Publicado 30/07/2026 10:28

A Rússia inclui o fundador do Telegram, Pavel Durov, em sua lista de grupos terroristas

Archivo - Arquivo - 28 de julho de 2025, França, Paris: O cofundador do Telegram, Pavel Durov (2º à direita), é visto após ser interrogado em um tribunal de Paris. Foto: Dmitry Orlov/TASS via ZUMA Press/dpa
Dmitry Orlov/TASS via ZUMA Press / DPA - Arquivo

MADRID 30 jul. (EUROPA PRESS) -

As autoridades russas incluíram na lista de grupos terroristas Pavel Durov, fundador do aplicativo de mensagens Telegram, um dia após ele ter sido acusado de não ter removido canais e usuários da plataforma que, supostamente, serviam aos serviços ucranianos para organizar ataques e sabotagens contra o país.

Desde esta quinta-feira, Durov consta da lista elaborada pela agência de inteligência financeira da Rússia, a Rosfinmonitoring, e já teve todas as suas contas e bens em território russo congelados, informa a agência de notícias Interfax.

O fundador do Telegram nasceu em São Petersburgo há 41 anos e reside atualmente em Dubai, nos Emirados Árabes Unidos, onde estão localizados os escritórios centrais dessa rede de mensagens, que Moscou acusa de estar por trás de 153 mil casos em que a segurança nacional esteve em risco.

As autoridades russas apontaram que, desde 2022, o Telegram serviu, em todos esses casos, como plataforma para organizar todo tipo de ataques e sabotagens contra o país, incluindo o ataque terrorista ocorrido em março de 2024 contra a sala de concertos Crocus City Hall, que deixou 145 mortos e mais de 500 feridos.

Além disso, também foi organizado pelo Telegram o assassinato de personalidades de destaque ligadas ao Kremlin, como a jornalista Daria Dugina ou o blogueiro e militar Vladlen Tatarski — cujas mortes são atribuídas à Ucrânia —, e de altos comandantes do Exército, como o tenente-general Igor Kirillov.

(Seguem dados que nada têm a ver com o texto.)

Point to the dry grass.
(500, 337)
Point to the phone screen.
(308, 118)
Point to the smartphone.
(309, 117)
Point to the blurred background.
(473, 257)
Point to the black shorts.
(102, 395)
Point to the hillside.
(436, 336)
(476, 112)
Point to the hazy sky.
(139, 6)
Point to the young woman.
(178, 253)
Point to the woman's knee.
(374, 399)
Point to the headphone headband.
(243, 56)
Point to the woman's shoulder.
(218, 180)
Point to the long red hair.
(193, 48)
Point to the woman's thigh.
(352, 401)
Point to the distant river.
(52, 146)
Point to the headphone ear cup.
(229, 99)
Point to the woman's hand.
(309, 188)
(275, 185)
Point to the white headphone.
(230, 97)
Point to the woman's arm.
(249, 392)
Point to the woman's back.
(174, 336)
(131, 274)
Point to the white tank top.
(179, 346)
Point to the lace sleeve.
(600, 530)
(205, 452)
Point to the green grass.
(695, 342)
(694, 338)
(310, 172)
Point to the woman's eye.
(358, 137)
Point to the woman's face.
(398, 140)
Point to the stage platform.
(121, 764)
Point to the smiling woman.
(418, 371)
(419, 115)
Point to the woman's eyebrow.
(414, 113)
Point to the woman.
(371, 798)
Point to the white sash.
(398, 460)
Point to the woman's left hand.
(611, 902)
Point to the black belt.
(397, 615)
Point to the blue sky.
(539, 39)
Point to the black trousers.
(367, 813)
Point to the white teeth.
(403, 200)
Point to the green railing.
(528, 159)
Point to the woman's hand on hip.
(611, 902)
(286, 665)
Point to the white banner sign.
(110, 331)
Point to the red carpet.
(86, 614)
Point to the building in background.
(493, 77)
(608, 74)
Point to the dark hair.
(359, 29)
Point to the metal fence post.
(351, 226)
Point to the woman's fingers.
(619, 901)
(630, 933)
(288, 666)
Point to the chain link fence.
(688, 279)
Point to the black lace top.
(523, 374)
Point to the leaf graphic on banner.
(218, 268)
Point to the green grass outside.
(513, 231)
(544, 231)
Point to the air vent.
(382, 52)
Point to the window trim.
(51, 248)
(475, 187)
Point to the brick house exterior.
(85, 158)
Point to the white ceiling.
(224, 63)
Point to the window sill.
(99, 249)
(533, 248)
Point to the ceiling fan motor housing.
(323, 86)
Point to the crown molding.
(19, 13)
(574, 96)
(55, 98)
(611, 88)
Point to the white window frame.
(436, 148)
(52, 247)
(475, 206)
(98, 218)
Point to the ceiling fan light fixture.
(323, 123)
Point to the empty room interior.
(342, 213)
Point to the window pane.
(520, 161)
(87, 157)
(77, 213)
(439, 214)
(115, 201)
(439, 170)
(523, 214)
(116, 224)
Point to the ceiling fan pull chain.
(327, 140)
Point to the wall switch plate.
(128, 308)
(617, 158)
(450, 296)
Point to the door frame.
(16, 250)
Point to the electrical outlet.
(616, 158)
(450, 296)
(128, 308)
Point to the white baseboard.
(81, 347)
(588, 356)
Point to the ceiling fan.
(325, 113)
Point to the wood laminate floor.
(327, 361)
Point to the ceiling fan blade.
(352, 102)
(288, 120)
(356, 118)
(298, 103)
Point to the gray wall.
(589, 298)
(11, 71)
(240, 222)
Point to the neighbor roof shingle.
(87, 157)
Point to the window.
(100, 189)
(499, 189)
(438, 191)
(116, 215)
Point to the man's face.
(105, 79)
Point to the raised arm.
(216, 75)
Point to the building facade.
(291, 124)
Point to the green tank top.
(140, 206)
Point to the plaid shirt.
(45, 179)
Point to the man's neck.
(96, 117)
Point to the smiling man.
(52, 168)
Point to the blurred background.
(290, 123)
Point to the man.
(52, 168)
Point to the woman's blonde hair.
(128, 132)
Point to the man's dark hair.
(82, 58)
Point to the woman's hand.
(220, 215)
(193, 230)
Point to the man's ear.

Moscou afirma que foram enviadas mais de 150 mil solicitações à equipe de Durov, exigindo a remoção desses conteúdos, sem que fossem atendidas.

Já em fevereiro, o Telegram — cujo uso começou a ser restringido desde agosto de 2025 — foi advertido de que continuava sem cumprir a norma. Por causa disso, desde o início deste ano, a Rússia impôs multas de até 100 milhões de rublos (1,1 milhão de euros) por não remover conteúdo considerado proibido por lei.

Não é a primeira vez que a empresa e seu fundador se envolvem em disputas legais. Já em 2024, Durov foi detido na França, embora tenha sido libertado pouco tempo depois, por não ter impedido que redes criminosas usassem sua plataforma para cometer crimes, como tráfico de drogas, abuso de menores e fraude.

Durov continua sob investigação na França, onde precisa se apresentar periodicamente às autoridades. Ele foi libertado após pagar uma fiança de 5 milhões de euros.